Critically important is the need for standardization of the different residual disease techniques. Table 6 summarizes the different methods of MRD detection in the monitoring of ALL, AML, and MDS and the relative pros and cons of use of these methods after alloHSCT. Further clinical trials to assess the utility of these techniques in each disease entity are also mandatory. The predictive value of post-transplant MRD and chimerism, and the optimal timepoints to assess kinetic changes in these measurements remains to be determined across all hematologic malignancies. Subsequent studies must then be performed in order to evaluate the efficacy of MRD- and chimerism-guided therapeutic interventions designed to prevent overt relapse. Thus, critical objectives for future studies in this area should include the following:

Table 6:

Response and relapse definitions after alloHSCT - Application of monitoring methodologies

Disease	Definition of Complete Remission	Definition of Relapse	Molecular Marker	Cytogenetics	Chimerism	Imaging	Flow Cytometry
AML/MDS	IWG	IWG	Molecular mutations	Chromosome banding analysis, FISH	PCR or VNTR/STR		4–8 color flow
Applicable	All patients	All patients	Subgroups	Subgroups	All patients	Not applicable	All patients
Comment	Well established.	Well established, but less sensitive.	Expansion of MRD marker panel for post-transplant monitoring in AML (e.g., NPM1 mutations) or MDS (e.g., RUNX1/AML1 mutations).*	No standardization for MRD monitoring, useful for specific aberrations.*	Well-established, lack of specificity: investigation of CD34+ specific chimerism*; and standardization of techniques.		Few studies.*
ALL	Less than 5% blasts in BM	More than 5% blasts in BM	TCR- and Ig- Gene rearrangement	Chromosome banding analysis, FISH	PCR or VNTR/STR		4–6 color flow
Applicable	All patients	All patients	90% of all patients	Subgroups	All patients	Not applicable	> 95% of patients
Comment			ASO primer: 80–90% of patients. Ig VDJ: Most patients. BCR-ABL1: All Ph+ ALL.	Clinical not important for MRD assessment.	Gold standard: Singleplex PCR with fluorescent labelled STR primers. Importantly: product resolution using capillary electrophoresis.		Sensitivity in B- lineage ALL is limited after SCT because of large numbers of hematogones.

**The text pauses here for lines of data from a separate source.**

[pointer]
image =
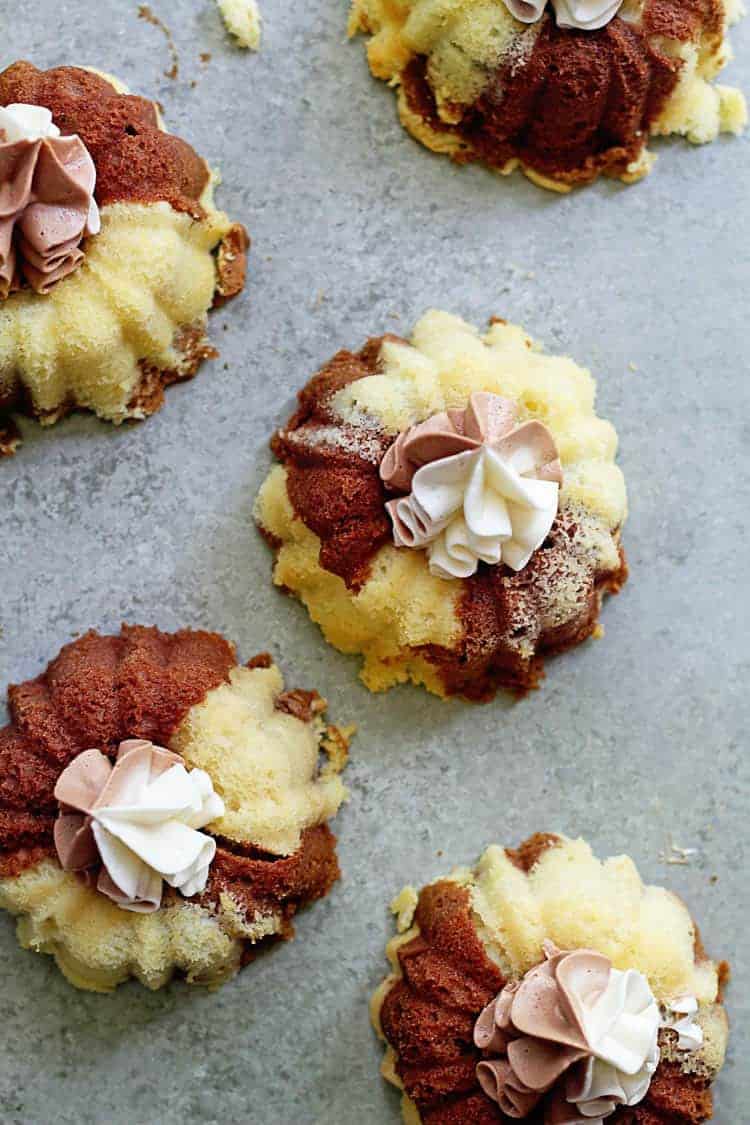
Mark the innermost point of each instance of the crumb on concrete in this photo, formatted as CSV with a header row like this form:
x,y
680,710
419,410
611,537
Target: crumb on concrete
x,y
676,855
243,20
151,17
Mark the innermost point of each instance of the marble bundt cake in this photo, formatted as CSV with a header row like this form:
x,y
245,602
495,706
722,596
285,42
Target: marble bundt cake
x,y
114,761
111,250
549,987
448,506
565,90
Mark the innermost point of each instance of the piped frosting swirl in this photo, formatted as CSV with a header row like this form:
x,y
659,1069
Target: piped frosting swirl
x,y
579,15
575,1035
479,487
138,821
46,199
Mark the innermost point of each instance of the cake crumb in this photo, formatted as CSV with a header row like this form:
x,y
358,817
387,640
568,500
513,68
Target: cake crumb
x,y
243,20
404,906
151,17
676,855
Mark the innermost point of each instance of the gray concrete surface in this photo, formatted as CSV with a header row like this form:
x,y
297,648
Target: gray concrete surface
x,y
634,740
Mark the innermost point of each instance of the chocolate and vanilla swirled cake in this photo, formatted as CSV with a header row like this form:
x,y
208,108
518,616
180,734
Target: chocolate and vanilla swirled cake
x,y
111,250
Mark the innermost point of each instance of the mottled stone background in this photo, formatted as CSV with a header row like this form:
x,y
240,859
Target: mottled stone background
x,y
635,741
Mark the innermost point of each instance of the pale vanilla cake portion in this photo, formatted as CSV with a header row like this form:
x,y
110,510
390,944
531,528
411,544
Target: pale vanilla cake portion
x,y
466,71
400,610
500,911
274,848
133,317
263,762
243,20
141,297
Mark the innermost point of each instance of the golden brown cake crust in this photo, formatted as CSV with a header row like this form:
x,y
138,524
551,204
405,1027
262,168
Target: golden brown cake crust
x,y
335,489
584,101
137,163
135,160
566,105
427,1017
141,684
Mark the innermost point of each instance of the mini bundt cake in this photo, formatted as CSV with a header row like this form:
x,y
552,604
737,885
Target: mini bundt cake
x,y
114,758
549,987
448,506
566,90
111,250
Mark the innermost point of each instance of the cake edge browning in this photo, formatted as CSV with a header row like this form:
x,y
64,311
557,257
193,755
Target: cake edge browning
x,y
442,978
126,141
143,683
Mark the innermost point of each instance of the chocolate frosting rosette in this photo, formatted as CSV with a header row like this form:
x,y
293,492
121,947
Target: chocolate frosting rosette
x,y
111,250
548,987
448,506
566,90
163,809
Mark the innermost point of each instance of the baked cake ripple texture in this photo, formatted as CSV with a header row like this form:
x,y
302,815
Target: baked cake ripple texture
x,y
462,938
262,748
563,105
322,509
133,318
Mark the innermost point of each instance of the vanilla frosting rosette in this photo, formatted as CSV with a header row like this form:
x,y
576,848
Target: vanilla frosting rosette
x,y
138,820
576,1028
481,488
581,15
46,199
544,984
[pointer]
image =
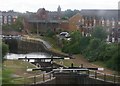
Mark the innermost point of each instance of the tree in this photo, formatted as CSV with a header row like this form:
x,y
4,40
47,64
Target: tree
x,y
5,49
99,33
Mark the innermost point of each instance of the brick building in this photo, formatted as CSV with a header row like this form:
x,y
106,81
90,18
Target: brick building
x,y
9,17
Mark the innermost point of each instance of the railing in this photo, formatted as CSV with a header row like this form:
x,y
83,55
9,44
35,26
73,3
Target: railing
x,y
104,77
34,79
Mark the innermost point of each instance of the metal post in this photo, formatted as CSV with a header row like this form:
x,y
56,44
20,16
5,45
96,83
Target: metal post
x,y
88,72
104,77
34,80
114,78
95,74
50,76
37,28
43,77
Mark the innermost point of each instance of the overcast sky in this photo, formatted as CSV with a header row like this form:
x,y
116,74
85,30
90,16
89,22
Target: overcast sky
x,y
51,5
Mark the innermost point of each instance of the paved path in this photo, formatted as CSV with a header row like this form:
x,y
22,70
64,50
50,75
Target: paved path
x,y
38,39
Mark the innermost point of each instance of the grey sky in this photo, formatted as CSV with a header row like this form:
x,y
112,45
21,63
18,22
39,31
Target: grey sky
x,y
34,5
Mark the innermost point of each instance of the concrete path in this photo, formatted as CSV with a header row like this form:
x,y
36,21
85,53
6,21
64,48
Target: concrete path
x,y
38,39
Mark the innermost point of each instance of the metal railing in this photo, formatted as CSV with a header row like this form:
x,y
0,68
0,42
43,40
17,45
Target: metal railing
x,y
34,79
104,77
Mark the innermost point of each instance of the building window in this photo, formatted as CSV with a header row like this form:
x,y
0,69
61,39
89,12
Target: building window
x,y
108,22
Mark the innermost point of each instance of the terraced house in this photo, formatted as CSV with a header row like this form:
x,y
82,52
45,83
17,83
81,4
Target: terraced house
x,y
85,21
9,17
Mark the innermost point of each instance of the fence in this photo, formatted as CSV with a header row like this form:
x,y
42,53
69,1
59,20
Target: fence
x,y
104,77
34,79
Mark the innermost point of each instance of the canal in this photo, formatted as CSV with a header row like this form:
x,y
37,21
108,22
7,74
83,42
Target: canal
x,y
13,56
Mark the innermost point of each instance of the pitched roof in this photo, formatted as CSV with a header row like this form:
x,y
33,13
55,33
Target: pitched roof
x,y
106,14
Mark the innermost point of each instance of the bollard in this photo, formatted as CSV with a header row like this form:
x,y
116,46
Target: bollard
x,y
104,77
43,77
114,78
95,74
34,80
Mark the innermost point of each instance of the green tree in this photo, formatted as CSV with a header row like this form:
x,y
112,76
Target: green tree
x,y
5,49
99,33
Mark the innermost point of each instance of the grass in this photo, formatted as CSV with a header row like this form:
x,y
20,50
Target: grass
x,y
18,69
100,63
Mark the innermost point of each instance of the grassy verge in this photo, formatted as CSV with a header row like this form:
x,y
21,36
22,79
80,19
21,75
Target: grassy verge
x,y
17,71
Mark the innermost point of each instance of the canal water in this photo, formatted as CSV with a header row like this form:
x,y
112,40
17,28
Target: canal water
x,y
12,56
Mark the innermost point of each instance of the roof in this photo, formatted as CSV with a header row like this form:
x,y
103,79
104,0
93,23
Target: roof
x,y
106,14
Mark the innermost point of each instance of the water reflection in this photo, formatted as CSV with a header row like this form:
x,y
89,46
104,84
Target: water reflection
x,y
12,56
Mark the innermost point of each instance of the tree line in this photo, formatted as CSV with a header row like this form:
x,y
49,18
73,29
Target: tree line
x,y
94,47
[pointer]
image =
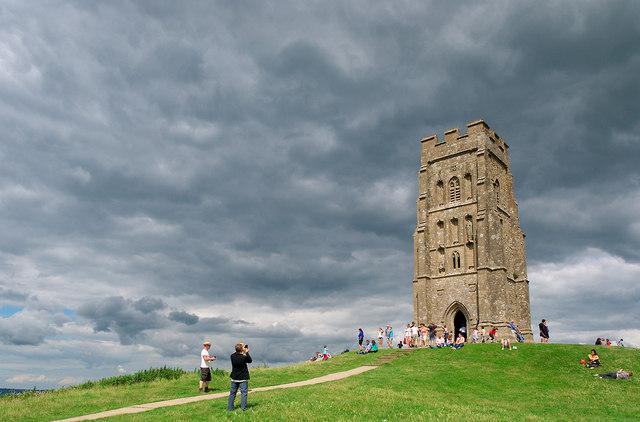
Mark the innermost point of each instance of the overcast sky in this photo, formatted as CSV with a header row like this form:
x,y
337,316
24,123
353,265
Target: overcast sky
x,y
174,172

ALL: acute lymphoblastic leukemia; AML: acute myeloid leukemia; Flow: multiparameter flow cytometry; MDS: myelodysplastic syndromes; qPCR: quantitative real-time PCR; STR: short tandem repeats; VNTR: variable number tandem repeat;

^*Further studies needed.

1. Standardize measurement of molecular markers for each hematologic malignancy for which alloHSCT is employed.

2. Determine the optimal frequency for monitoring MRD and chimerism after alloHSCT.

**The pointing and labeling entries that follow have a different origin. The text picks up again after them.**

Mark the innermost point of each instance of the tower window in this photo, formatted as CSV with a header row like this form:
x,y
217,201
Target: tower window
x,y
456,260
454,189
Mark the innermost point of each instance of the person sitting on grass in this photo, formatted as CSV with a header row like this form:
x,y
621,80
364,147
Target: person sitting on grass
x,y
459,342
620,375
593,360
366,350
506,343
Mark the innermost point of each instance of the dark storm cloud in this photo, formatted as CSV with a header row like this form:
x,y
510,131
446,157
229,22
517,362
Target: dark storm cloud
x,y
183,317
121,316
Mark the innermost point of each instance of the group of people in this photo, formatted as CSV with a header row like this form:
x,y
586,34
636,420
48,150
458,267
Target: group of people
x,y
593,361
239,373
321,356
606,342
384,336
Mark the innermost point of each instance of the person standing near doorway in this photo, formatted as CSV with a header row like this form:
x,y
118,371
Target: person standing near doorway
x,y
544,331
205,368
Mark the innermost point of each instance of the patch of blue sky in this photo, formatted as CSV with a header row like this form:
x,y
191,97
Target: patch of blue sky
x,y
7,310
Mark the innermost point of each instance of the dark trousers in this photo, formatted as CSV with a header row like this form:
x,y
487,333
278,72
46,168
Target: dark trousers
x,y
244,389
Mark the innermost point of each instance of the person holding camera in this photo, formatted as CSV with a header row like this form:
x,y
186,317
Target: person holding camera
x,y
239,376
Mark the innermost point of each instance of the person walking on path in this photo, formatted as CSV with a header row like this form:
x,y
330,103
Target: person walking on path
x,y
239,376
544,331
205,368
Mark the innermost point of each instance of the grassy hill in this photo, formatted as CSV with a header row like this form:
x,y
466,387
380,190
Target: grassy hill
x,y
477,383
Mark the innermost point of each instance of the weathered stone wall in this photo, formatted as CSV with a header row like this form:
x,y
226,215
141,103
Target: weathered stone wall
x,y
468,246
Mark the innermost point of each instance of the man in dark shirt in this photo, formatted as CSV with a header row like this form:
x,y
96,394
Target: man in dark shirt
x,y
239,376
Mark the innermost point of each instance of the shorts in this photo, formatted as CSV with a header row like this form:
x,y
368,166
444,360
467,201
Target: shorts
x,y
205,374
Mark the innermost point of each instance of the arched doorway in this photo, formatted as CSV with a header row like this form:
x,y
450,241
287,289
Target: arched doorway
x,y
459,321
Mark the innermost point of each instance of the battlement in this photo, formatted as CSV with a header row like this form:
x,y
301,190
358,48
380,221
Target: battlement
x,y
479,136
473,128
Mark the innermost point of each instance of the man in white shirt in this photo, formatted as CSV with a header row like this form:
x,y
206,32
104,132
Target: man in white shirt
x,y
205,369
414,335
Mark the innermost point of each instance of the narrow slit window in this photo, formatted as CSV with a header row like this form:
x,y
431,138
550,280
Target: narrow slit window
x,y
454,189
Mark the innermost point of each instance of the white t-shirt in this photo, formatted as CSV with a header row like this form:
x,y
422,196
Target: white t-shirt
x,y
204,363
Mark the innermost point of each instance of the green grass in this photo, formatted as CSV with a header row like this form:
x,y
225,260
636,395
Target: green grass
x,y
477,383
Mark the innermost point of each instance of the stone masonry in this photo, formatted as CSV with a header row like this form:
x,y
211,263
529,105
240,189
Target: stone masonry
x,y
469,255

3. Define kinetic changes in MRD and chimerism that occur after alloHSCT and establish criteria for remission and relapse that incorporate measurement of these molecular markers in the definition of response and remission after alloHSCT.

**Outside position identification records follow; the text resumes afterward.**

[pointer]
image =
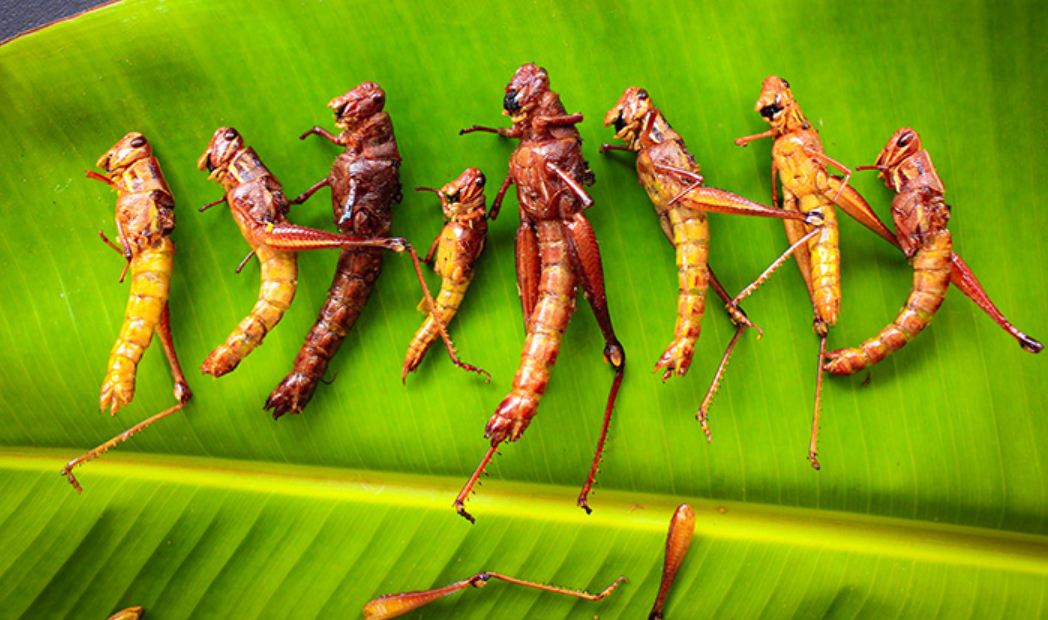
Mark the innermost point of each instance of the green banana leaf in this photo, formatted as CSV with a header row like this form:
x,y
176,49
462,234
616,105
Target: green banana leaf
x,y
933,499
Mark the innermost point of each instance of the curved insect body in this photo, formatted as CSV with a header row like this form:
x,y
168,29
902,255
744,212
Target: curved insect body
x,y
553,306
557,251
920,216
145,220
365,183
259,207
455,250
801,165
671,177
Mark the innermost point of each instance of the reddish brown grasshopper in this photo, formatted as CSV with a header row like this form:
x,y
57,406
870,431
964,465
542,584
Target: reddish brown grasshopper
x,y
145,220
920,216
260,209
128,614
392,605
365,183
557,251
455,250
801,165
670,175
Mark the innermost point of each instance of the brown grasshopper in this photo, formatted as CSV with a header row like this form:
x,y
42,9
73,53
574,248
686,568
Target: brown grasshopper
x,y
557,252
799,162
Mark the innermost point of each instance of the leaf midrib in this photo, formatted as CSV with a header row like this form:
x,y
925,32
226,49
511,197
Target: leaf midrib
x,y
913,539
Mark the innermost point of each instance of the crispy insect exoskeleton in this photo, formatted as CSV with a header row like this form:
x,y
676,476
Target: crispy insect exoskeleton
x,y
557,251
392,605
455,250
128,614
365,183
801,165
920,216
260,209
678,538
145,220
671,177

4. Assess the efficacy of interventional strategies based changes in MRD and/or chimerism to prevent clinical relapse.

Table 4b.

Bone marrow classification

	Blast Percentage (at least 200 nucleated cells counted)
M1	< 5%
M2	5 – 25%
M3	> 25%

Table 4c.

Central nervous system (CNS) classification

	Cerebrospinal Fluid Cell Count and Cytology
CNS1	Absence of blasts on cytospin preparation.
CNS2	< 5 white blood cells/μl and cytospin positive for blasts.
CNS3	≥ 5 white blood cells/μl and cytospin positive for blasts.